Some people said if I started using a chair, then I’d get weaker. But I was getting weaker no matter what. I was tired, so tired, of pushing myself. My wheels open up a lot of the world, but they keep me out of a lot places, too.
Part of living a healthy life, even with a long term disability, is acceptance. So, as I was searching for ways to accept my weakening hands, I thought about artists like Emily Lydia, who have adapted. If I lose use of my hands, then I’ll graduate to a new level of adaptation.
Just like I graduated to full-time wheelchair use.
If I use the word graduate, I feel that I’ve grown out of one way of living into another. The word graduate carries with it a sense of accomplishment and elevation. I have learned something, I am on higher ground.
When I was drowning in a swamp of fear and sorrow over a future that involved limited use of my hands, or maybe no use, I eventually remembered a woman I met 30 years ago. She had quadriplegia, but she had a fully automated wheelchair, powered by slight movements in her hand and movement in her mouth. She was an art student and drew and painted with her mouth.
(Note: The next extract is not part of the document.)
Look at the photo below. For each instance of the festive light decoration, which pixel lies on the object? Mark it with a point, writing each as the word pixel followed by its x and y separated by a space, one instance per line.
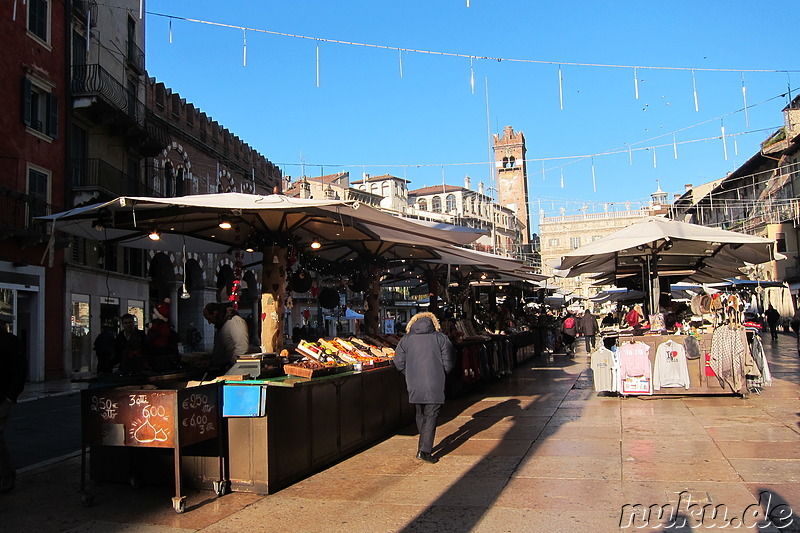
pixel 453 54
And there are many mouth painters, people who work within their limits and escape them at the same time. They’ve learned a new skill, and graduated to a higher level.
So that’s the story I’m telling myself now. I’ve graduated to full time wheelchair use. I don’t cook anymore, I’ve graduated out of that. I’m learning new lessons now, going for that doctorate of life, specializing in all the aspects of a thinning spinal cord. There is no easy A and no way to change the course of it.
I know I will continue to find mentors who will show me ways to expand my worldview, and I will continue to have ways to create, no matter what. And to love, and to feel wonder at the way life has of surprising me — of opening my heart to what life is offering me, instead of only seeing what it is taking away.